Supporters of standardized testing claim that these exams allow students to be compared on a similar skill level across different schools. By using these tests as a benchmark, many believe that they are essential to the  education system of not only our country, but many others around the world.

However, despite the minimal benefits associated with it, standardized testing is actually not beneficial for the education system and students. Research has shown that standardized testing has not been doing its job as it…

  1. Is an inaccurate measure of student performance – Standardized testing examines students on the wrong type of skills. Rather than focusing on the learning process or effort, these exams only test students on how well they can memorize information or have mastered the specific types of questions on the tests.
  2. Has not caused an increase in student achievement – The National Research Council on May 26, 2011 stated, “Despite using them for several decades, policymakers and educators do not yet know how to use test-based incentives to consistently generate positive effects on achievement and to improve education.” This statement is further marked by the US’s global ranking in math scores, placing 38 out of 71 other countries in math scores and 24 in science, according to the Pew Research Center.
  3. Causes teachers to “teach to the test” – Because teacher bonuses and evaluations depend so much on test scores, teachers are providing  less time and attention teaching subjects that aren’t necessarily covered in the standardized exams.
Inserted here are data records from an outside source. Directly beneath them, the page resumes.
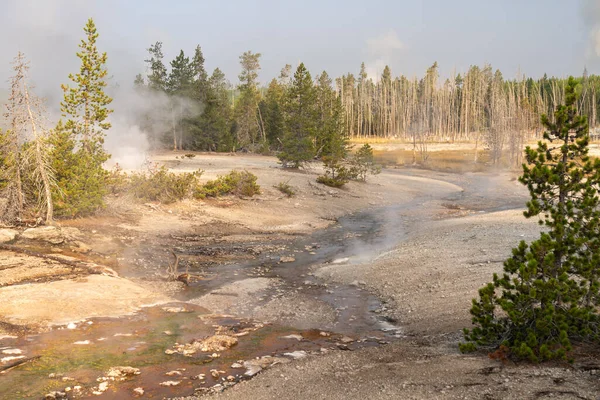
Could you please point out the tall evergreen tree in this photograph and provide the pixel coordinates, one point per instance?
(180, 86)
(214, 131)
(248, 123)
(301, 121)
(157, 78)
(549, 292)
(81, 178)
(272, 113)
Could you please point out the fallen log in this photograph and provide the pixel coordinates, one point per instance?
(92, 269)
(15, 364)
These subjects include the sciences, social sciences, and the arts. As a result, many students may have difficulty discovering subjects that they are passionate about and interested in pursuing as schools are less likely to encourage these other subjects.
  4. Mostly features multiple-choice questions – Because tests like the SAT and ACT don’t have any short answer or response questions, they are not a true gauge of a student’s intelligence. Multiple choice questions make the learning very restrictive, and rather, open-ended questions allow students to display critical thinking skills and ability, something that standardized exams lack.

Although, currently, there isn’t an effective and true measure of student intelligence, one thing is for sure: standardized testing isn’t the solution.